Blues,
Rock & Roots Festival Binkom
Zaal Santro, Binkom - 18 september 2010
De
dynamiek van de Binkom-organisatoren kent geen tijdslimiet. Het ganse
jaar door werken de initiatiefnemers naar hun festival toe met alleen de
liefde voor de blues als drijfveer en de neveneffecten als bonus. Als
het dan eindelijk zover is, zie je dat aan het resultaat, zowel aan de
opkomst als de affiche. De tijdslijn zet zich ook door bij de
geprogrammeerde groepen, van beginnende twintigers tot de veteranen uit
de UK en USA met de dans als metafoor voor het tijdloze bluesgevoel. Aan
het begin van het festival danste een hiphoppend kereltje nog alleen
vooraan. Om 1 uur 's nachts gaf een overtuigd bluesfan een freaky
demonstratie van zijn bluespassie op het podium zelf. Dat hij Peter
noemt kan geen toeval zijn. Onvolwassenheid siert als een tatoeage de
ziel van menige bluesfanaat.
In
de zevende editie maakten vijf groepen het Peter Panprincipe waar, want
ongeacht leeftijd smeulde in elke band het heilige vuur, wachtend om te
ontvlammen. Bij het Nederlandse Cuban Heels dreigt dat vuur wel te gaan
liggen. Deze band zou voor de laatste keer optreden. Het lijkt wel een
virus bij onze Noorderburen, gezien ook de band Big Blind er onlangs mee
stopte. Wat is dat toch met de zwakke weerstand van gitaristen! Maar
gitarist Mischa van T-99 vulde met brio zijn interimjob in en sloot zich
probleemloos aan bij de garageblues van Cuban Heels, desgewenst met
mooie slidegitaar. Zanger Jan Hidding blijft de gedreven zanger die heel
wendbaar van ritmes verandert en zowel van 'No Fighting', 'Heavy Blues'
als het sublieme 'Over The Hill' hoogtepunten maakt. Bij het laatste zou
je blindelings met hem mee willen opklimmen. 'Craving You' en 'Mambo
Boogie' klonken evenzo als een metafysische schreeuw of emotionele
oproep. Hun aanwezigheid op de affiches van Moulin en Peer Blues kan
geen toeval zijn. Nu trekken zij hun stekker uit, zoals dat zo
eufemistisch wordt omschreven maar voor de stilte die erop volgt bestaat
nog geen adequate uitdrukking...
Gelukkig
houdt Connie Lush samen met haar 'Blues Shouter' wél stand. In het zwart
gehuld, met haar blonde haren uitwaaierend onder een zwart hoedje,
maakte zij een opgemerkte entree. Deze rasechte bluesdiva slaagde er
dadelijk in de dames op haar hand te krijgen, al liet zij niet na om
tegelijk met het mannelijke deel van het publiek te flirten.
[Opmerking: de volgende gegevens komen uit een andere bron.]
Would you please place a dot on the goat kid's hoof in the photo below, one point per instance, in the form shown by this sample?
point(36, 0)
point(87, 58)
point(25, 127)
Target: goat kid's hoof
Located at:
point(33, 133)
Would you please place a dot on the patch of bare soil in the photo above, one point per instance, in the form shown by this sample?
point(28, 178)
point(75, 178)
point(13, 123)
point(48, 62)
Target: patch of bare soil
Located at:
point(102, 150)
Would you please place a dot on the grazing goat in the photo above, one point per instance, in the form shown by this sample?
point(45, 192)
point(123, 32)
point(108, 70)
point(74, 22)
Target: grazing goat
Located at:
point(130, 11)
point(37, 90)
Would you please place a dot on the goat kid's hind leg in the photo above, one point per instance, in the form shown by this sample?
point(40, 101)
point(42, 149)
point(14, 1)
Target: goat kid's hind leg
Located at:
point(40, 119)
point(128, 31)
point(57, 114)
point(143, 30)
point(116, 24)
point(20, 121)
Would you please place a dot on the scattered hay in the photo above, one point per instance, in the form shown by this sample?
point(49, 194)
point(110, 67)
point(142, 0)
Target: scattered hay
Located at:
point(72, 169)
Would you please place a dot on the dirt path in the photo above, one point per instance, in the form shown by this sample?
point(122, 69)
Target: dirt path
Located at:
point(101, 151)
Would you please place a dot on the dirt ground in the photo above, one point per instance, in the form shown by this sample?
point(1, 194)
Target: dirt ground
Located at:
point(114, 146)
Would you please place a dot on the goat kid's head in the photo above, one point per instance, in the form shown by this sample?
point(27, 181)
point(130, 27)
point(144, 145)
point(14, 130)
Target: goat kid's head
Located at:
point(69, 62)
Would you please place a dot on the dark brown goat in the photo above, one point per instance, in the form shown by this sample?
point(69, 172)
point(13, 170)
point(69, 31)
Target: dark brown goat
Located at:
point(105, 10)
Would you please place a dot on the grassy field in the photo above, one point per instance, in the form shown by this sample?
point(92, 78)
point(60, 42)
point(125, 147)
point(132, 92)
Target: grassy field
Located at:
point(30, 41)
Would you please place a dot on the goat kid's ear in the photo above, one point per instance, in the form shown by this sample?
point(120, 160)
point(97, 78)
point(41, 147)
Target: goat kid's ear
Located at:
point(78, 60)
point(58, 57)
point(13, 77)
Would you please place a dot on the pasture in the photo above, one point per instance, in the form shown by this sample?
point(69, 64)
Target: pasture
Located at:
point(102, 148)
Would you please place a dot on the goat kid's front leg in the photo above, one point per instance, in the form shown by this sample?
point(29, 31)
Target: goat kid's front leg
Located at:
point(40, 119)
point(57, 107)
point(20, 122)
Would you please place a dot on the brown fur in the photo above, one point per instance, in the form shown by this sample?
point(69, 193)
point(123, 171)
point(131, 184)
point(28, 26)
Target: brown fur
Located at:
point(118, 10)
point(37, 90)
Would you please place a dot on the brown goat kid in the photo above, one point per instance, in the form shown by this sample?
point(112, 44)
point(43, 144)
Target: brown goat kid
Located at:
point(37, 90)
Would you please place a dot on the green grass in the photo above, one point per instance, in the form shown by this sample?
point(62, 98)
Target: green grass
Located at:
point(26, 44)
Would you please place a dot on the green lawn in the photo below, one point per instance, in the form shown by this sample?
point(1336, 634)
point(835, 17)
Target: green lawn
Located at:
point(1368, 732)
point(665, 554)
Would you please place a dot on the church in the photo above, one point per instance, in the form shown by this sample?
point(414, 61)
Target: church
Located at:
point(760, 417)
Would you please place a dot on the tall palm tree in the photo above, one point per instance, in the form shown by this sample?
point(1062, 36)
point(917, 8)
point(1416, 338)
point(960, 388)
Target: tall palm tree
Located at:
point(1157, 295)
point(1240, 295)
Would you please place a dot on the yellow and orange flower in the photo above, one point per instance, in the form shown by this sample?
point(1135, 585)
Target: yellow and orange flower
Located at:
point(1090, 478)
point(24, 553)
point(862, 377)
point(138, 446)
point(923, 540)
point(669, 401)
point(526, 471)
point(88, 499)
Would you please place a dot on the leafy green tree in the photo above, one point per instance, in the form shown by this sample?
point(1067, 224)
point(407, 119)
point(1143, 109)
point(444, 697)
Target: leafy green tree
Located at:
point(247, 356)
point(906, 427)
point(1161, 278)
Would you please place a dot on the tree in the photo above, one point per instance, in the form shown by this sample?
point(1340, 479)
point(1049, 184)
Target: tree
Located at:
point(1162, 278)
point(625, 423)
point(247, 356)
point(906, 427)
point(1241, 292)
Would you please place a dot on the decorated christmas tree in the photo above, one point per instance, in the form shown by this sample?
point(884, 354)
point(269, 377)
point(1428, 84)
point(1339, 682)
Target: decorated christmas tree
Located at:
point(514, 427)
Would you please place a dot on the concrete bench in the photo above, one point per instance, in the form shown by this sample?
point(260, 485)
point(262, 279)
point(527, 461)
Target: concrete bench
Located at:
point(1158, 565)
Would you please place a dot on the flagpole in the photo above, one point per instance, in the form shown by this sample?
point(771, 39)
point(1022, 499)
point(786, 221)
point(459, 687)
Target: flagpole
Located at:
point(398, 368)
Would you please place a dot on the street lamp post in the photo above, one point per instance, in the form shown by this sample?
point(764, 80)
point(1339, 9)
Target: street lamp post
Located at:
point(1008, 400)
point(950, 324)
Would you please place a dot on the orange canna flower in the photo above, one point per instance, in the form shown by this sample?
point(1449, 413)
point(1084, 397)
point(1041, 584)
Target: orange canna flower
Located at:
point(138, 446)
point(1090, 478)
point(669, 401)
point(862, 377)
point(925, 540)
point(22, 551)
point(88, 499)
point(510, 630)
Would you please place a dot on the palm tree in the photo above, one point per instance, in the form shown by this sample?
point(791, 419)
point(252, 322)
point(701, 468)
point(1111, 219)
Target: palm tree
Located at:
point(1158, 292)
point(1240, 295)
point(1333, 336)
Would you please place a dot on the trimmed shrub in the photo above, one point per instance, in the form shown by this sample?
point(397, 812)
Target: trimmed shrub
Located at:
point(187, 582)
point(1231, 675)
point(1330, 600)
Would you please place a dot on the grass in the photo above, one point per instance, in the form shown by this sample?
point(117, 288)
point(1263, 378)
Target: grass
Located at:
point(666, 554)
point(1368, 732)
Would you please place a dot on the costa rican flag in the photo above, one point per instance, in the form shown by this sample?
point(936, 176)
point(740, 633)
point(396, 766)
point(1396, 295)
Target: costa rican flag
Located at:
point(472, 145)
Connie
heeft charisma op overschot en haar levensvreugde straalde af op
bandleden en publiek. Zij zette in met 'Love Me Like A Man' en als een
ongetemd raspaardje, af en toe nippend aan een glaasje rode wijn, raasde
zij verder tot het laatste 'Keep Me Hanging On'. Connie zien en horen
werkt beter dan een vitaminekuur. Af en toe werd de Nina Simone in haar
wakker zoals bij 'Nobody's Fault But Mine' of bij Big Bill Broonzy's 'When
Things Go Wrong'. Met 'Jesus On The Mainline' sprak ook de
gospelzangeres in haar. Drummer en gitarist wisten perfect waar
bluesdiva Lush naartoe wou. Niet voor niets riepen zowel haar eigen land
(UK) als Frankrijk haar uit tot 'Female Blues Vocalist of the Year'.
Vooraleer
de broers John en Bill Clifton van de 'Mofo Party Band' zouden
afsluiten, mocht eerst nog de Britse band Nine Below Zero tonen dat zij
net als The Rolling Stones hun mannetjes kunnen staan, ongeacht hun
leeftijd. Hun vertrouwdheid met de blueserfenis bleek overduidelijk uit
hun vertolking van bluesklassiekers als 'Got My Mojo Working' , 'Stormy
Monday' en vooral de megahit 'On The Road Again' om tenslotte in de bis
af te sluiten met 'Wooly Bully'. Leadzanger Dennis Greaves, die op
achtjarige leeftijd al wist dat de blues zijn levenspad zou verzwaren
hetzij verlichten, beleeft zijn rhythm and blues nog steeds van
binnenuit. Soms kwam de geluidsmeter in de gevarenzone, waar het rood
paars begint te kleuren, maar in de seventies werd dit nog aangemoedigd.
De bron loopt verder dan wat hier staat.